The issue was addressed in the Archives of General Psychiatry by an extensive review of neuroleptic withdrawal studies conducted in the last 35 years, accompanied by invited assessment and commentary from 11 clinical researchers. Patricia Gilbert, M.D., and others, of the department of psychiatry at the University of California, San Diego and the San Diego Veterans Affairs Medical Center, found a cumulative relapse rate of 53 percent among 4,365 patients with schizophrenia within a mean follow-up period of 9.7 months after medication was withdrawn; compared to 16 percent who relapse while maintained on antipsychotics (Gilbert and others 1995).
While medication withdrawal was associated with a high risk for relapse, the reviewers found its desirability affirmed by the nearly 50 percent of patients who remained stable off medication for observation periods of more than 10 months. They suggested that for a substantial proportion of cases, however, slow tapering to the lowest effective dose, which may be zero for selected patients, is a more prudent target than complete drug withdrawal.
The researchers cited a study not included in their review (Green and others 1992) which found that a slowly tapered medication regimen over an eight-week period produced relapses in only 8 percent of patients over a six-month follow-up, in comparison to 50 percent who relapsed with more rapid withdrawal over two weeks.

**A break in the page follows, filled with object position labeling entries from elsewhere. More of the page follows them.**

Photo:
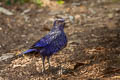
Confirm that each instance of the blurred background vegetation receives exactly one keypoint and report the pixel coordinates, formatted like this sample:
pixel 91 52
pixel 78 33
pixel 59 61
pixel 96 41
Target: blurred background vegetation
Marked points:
pixel 39 2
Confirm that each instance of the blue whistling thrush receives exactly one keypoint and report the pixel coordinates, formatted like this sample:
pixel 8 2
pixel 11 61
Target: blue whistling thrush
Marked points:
pixel 53 42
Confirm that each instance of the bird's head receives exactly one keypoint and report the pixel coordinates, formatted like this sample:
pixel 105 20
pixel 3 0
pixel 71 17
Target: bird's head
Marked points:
pixel 59 23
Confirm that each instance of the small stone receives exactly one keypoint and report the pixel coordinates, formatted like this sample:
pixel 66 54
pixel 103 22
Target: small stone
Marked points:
pixel 0 28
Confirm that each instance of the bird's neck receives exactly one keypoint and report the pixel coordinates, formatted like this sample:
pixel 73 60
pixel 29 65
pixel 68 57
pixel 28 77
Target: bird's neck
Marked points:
pixel 59 27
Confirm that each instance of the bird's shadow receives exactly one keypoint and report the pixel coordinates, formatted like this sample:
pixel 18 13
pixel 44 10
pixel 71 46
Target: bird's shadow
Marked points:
pixel 54 71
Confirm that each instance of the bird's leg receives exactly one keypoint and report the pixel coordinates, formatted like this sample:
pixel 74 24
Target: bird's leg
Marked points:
pixel 43 61
pixel 48 59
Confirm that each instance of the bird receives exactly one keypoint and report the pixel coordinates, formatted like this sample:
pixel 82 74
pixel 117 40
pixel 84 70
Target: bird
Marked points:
pixel 51 43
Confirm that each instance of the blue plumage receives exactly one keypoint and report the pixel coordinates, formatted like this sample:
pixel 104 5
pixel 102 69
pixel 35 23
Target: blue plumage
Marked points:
pixel 53 42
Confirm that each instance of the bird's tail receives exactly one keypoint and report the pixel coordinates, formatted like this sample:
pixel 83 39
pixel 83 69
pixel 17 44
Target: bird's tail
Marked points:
pixel 28 51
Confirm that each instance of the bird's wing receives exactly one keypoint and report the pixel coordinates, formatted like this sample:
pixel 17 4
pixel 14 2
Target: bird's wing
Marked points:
pixel 46 40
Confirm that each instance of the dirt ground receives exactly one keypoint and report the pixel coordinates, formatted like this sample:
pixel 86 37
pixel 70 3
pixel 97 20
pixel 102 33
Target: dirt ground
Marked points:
pixel 93 50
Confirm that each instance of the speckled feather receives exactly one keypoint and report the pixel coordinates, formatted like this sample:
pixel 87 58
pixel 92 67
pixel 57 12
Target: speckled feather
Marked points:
pixel 53 42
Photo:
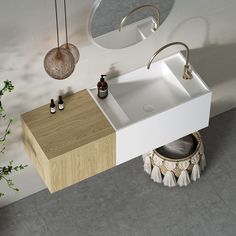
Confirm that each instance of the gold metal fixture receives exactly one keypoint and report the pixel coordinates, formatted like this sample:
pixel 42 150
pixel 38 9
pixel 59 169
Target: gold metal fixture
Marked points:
pixel 156 24
pixel 187 72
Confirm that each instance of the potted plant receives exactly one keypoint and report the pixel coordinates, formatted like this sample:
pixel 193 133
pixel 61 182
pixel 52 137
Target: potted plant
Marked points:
pixel 6 171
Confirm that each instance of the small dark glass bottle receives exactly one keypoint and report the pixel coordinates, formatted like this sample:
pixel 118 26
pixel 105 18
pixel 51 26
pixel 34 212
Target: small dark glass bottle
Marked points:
pixel 52 107
pixel 60 103
pixel 102 88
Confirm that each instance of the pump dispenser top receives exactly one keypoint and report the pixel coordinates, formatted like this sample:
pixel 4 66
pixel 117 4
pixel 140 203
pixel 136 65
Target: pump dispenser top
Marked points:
pixel 102 87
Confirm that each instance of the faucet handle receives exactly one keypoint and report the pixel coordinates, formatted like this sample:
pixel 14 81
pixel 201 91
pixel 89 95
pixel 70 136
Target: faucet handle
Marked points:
pixel 187 73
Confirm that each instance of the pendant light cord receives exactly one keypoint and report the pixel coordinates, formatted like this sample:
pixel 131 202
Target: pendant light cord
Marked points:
pixel 58 42
pixel 66 22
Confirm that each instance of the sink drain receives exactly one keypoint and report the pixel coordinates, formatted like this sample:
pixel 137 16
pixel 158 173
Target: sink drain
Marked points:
pixel 148 108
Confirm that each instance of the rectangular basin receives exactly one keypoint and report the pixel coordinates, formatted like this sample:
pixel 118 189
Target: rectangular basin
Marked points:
pixel 150 108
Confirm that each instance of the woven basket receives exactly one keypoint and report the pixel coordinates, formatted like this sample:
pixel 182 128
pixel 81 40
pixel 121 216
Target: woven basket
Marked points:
pixel 176 166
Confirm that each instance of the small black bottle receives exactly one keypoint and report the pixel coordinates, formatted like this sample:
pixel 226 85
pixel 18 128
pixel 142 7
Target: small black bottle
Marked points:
pixel 52 107
pixel 102 88
pixel 60 103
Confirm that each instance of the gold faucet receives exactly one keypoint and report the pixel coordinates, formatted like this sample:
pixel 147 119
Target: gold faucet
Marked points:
pixel 156 24
pixel 187 72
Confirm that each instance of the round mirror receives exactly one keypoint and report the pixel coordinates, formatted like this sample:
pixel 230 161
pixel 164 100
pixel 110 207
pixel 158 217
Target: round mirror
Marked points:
pixel 119 24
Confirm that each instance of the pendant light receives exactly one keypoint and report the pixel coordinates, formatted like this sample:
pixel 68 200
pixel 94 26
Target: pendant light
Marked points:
pixel 68 46
pixel 59 63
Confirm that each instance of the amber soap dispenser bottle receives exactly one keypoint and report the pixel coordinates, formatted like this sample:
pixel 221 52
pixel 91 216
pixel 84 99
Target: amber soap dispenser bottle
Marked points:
pixel 102 88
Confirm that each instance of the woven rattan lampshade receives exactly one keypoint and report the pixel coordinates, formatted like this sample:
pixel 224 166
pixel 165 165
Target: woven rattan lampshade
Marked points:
pixel 59 63
pixel 73 50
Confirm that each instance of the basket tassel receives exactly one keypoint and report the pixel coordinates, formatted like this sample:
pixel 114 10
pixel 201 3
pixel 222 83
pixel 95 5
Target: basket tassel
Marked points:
pixel 203 162
pixel 147 165
pixel 169 179
pixel 156 175
pixel 183 178
pixel 195 172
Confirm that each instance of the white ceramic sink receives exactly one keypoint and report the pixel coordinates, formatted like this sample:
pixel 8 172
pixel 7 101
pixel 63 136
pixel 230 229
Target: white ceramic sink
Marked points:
pixel 129 35
pixel 150 108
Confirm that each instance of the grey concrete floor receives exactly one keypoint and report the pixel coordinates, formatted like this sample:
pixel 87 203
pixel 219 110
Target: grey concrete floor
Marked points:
pixel 125 202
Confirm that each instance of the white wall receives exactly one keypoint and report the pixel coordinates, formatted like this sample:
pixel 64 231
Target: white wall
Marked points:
pixel 27 32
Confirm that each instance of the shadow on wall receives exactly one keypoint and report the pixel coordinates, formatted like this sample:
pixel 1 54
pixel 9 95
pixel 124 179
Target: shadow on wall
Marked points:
pixel 216 65
pixel 198 23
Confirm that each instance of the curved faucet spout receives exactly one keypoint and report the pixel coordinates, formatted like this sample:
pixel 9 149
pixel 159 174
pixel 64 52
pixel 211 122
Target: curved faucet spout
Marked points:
pixel 156 25
pixel 187 73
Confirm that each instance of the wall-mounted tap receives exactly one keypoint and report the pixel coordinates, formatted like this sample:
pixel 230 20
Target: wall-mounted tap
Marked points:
pixel 187 72
pixel 156 24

Another cited recent study (Smith 1994) achieved an approximate 60 percent reduction in required neuroleptic dosing with accompanied improvement in psychopathologic symptoms in 16 chronically psychotic schizophrenic patients hospitalized for a mean of 11.5 years. Their dose was very slowly reduced by one-fifth to one-third every one or two months as clinical condition allowed.
The two studies did find that medication maintenance tended to reduce likelihood of relapse, although a substantial number of patients receiving medication (46 percent) still relapsed within a two-year follow-up period.

To dispense neuroleptics to the prison population to reduce aggressiveness and then to let them out to the community while they abruptly withdraw from the antipsychotics and go psychotic is unconscionable and is in essence manufacturing insanity.


At 7:35 PM, Anonymous Anonymous said...

been prescribed effexor to help with PTSD, despite having a terrible reaction to it while it was contraindicated with the analgesia i was on. Tramadol.
Immediate impact of a 300mg dose up to 450mg, was that it caused extreme suicidal feelings, homicidal feelings and a desire to self-harm that had never been present before.
tapering off the EFFEXOR for last 7 weeks, from 300mg down to ultimately 37.5mgs before stopping lead to exactly the same intrusive thoughts that had never been present before.
We are talking about clamouring intrusive thoughts within 20 minutes of taking a reduced dose.
My mind was just flooded with those thoughts.
Eventually, after tapering off over a long period of time (during which time my doctor refuted any link to the drug-which is BS, cos it is documented), I eventually had some clear days. Sure i feel depressed. Who wouldn't after having your experiences of side-effects denied?
The up-shot is that I didn't become suicidal or have thoughts of self-harm, from the moment i stopped taking the drug.

When the shrinks refuse to accept the evidence of the (high-functioning) lab-rats, and refute and deny any connection to the drugs they have prescribed, despite all the evidence to the contrary, what hope is there for the patient who has been and continues to be labelled as psychotic when all his history is provable.

This is a form of VIOLENCE, a form of systemic ABUSE, bordering on torture.
To deny the very real experiences of people taking their medication, and saying it is not real, is nothing more than GASLIGHTING, to protect their reputation.

It is a fundamental repudiation of HUMAN RIGHTS- not to mention the right to dignity and fairness in treatment.
• Freedom is the freedom to say that two plus two make four. If that is granted, all else follows.